🤖 AI Summary
This survey systematically examines the current applications and practical bottlenecks of Graph Neural Networks (GNNs) in AI-driven drug discovery (AIDD), covering core tasks including molecular property prediction, virtual screening, generative molecular design, biomedical knowledge graph construction, and retrosynthetic pathway planning. To address key limitations—namely insufficient interpretability, inadequate uncertainty modeling, weak geometric awareness, poor scalability, and limited generalization—we propose a novel paradigm integrating geometric GNNs, interpretability-enhancing modules, uncertainty quantification mechanisms, lightweight scalable graph architectures, and a unified graph generation framework, augmented by self-supervised learning, multi-task learning, meta-learning, and large-scale pretraining. The study identifies critical deployment barriers hindering GNN adoption in real-world drug development pipelines and establishes a comprehensive methodological landscape. It thereby provides both theoretical foundations and actionable technical pathways toward end-to-end AI-enabled drug discovery.
📝 Abstract
Graph neural networks (GNNs), as topology/structure-aware models within deep learning, have emerged as powerful tools for AI-aided drug discovery (AIDD). By directly operating on molecular graphs, GNNs offer an intuitive and expressive framework for learning the complex topological and geometric features of drug-like molecules, cementing their role in modern molecular modeling. This review provides a comprehensive overview of the methodological foundations and representative applications of GNNs in drug discovery, spanning tasks such as molecular property prediction, virtual screening, molecular generation, biomedical knowledge graph construction, and synthesis planning.
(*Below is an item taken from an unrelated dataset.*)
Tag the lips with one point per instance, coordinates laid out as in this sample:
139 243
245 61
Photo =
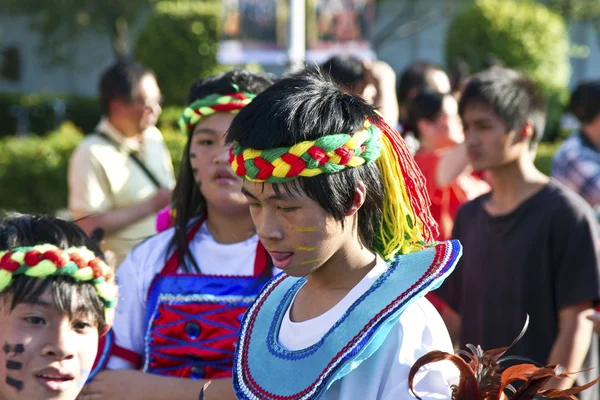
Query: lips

Particular attention is given to recent methodological advances, including geometric GNNs, interpretable models, uncertainty quantification, scalable graph architectures, and graph generative frameworks. We also discuss how these models integrate with modern deep learning approaches, such as self-supervised learning, multi-task learning, meta-learning and pre-training. Throughout this review, we highlight the practical challenges and methodological bottlenecks encountered when applying GNNs to real-world drug discovery pipelines, and conclude with a discussion on future directions.